The Democratic and Socialist Union of the Resistance (Union démocratique et socialiste de la Résistance, UDSR) was a French political party founded after the liberation of France from German occupation, mainly active during the Fourth Republic (1947–58). It was a loosely organised "cadre party" without mass membership. Its ideology was vague, including a broad diversity of different political convictions, and it was variously described as left-wing, centrist, and even conservative. It was decidedly anti-communist and linked with the Paix et Liberté ("Peace and Liberty") movement. The UDSR was a founding member of the Liberal International in 1947.

== Foundation ==
It was founded in 1945 by the non-communist majority of the Movement of National Liberation, a major network of the Resistance. The project was to create a French labour party uniting non-communist members of the French Resistance. However, this plan was derailed by the rebirth of the French Section of the Workers' International (SFIO), the emergence of the new Christian-Democratic party Popular Republican Movement (MRP) and the creation of the Gaullist Rally of the French People (RPF). The UDSR then associated itself with the Radical Party, which had been in government during most of the Third Republic, within the Rally of Republican Lefts (Rassemblement des gauches républicaines or RGR), which presented itself as an alternative to the tripartisme alliance between the SFIO, the MRP and the French Communist Party (PCF).

== Fourth Republic ==
Following the May 1947 crisis, during which Maurice Thorez (Communist vice-premier) and four other PCF ministers left Paul Ramadier's government, the UDSR took part in the Third Force coalition which united centre-left and centre-right parties in opposition to the PCF on the one hand, and the RPF on the other.
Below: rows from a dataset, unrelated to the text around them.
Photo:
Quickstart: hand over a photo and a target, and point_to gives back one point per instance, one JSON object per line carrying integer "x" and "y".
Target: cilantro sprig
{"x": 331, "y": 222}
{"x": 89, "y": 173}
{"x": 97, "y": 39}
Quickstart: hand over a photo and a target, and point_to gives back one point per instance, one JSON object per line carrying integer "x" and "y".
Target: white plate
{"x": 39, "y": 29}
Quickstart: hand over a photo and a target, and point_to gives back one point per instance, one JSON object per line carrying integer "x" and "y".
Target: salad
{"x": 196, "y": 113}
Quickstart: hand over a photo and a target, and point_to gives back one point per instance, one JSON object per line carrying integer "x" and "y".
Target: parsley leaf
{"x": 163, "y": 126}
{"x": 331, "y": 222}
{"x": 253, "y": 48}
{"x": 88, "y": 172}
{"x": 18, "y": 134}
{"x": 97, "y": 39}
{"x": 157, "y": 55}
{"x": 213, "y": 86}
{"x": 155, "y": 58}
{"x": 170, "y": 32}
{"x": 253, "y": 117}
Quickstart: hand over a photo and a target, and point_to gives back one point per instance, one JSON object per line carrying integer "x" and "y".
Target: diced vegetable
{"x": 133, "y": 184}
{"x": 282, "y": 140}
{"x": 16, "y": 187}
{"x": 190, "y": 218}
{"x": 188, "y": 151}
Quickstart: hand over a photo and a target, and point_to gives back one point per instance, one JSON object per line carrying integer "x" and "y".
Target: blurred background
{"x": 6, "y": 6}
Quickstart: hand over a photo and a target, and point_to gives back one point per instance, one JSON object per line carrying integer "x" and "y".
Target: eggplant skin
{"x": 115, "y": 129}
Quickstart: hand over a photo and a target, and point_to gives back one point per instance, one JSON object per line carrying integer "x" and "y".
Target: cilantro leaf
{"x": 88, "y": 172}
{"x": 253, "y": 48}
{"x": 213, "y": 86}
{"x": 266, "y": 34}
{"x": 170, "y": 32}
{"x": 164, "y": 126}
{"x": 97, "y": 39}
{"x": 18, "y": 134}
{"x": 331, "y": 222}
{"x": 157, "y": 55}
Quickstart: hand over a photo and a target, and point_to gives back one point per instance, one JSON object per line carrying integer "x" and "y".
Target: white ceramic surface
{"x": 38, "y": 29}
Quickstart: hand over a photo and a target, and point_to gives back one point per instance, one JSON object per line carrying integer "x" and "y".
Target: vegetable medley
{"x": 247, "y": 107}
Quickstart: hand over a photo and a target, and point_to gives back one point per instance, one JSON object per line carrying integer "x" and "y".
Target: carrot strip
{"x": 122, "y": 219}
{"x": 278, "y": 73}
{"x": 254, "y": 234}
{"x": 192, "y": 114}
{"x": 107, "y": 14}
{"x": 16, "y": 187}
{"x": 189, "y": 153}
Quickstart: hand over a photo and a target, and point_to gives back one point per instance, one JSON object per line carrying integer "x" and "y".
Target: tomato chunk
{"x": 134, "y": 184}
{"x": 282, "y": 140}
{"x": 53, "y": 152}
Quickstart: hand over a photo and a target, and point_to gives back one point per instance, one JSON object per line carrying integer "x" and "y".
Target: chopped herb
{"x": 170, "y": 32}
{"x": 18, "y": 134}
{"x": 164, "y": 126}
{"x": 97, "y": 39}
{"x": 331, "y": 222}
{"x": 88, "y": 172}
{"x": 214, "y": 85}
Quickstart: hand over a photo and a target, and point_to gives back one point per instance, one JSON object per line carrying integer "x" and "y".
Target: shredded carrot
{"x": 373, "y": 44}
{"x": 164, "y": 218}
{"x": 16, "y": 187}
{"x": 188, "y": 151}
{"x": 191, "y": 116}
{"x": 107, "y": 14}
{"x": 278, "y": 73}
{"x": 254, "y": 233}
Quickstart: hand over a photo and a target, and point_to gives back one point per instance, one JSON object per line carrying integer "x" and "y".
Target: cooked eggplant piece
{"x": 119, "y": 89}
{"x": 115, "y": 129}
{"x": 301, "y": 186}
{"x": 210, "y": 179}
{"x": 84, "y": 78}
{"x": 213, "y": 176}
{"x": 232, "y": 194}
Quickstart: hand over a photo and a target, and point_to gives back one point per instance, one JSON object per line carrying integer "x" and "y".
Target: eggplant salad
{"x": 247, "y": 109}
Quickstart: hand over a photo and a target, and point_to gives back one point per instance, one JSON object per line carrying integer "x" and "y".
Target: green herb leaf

It remained, throughout the Fourth Republic, a minor centrist political party, though it participated in various governments. Its president René Pleven was named President of the Council of Ministers from 1951 to 1952, before being succeeded by Antoine Pinay of the CNIP. Pleven's leadership was eventually challenged by François Mitterrand, who advocated a realignment to the Left, and took the lead in 1953.

In 1956 the UDSR participated in the centre-left Republican Front coalition, headed by Pierre Mendès-France, which won the legislative election. However, two years later, the UDSR imploded; indeed, Pleven and the party’s conservative wing approved Charles de Gaulle's comeback during the May 1958 crisis, in the midst of the Algerian War and threats of a coup d'état, and the institutions of the Fifth Republic, unlike Mitterrand, who called the new Constitution a "permanent coup d'état."

== Legacy ==
The UDSR survived until 1964, when it merged into Mitterrand's Convention of Republican Institutions (CIR), which itself merged at the 1971 Epinay Congress into the new Socialist Party (PS), which until 2017 was the main centre-left party in France.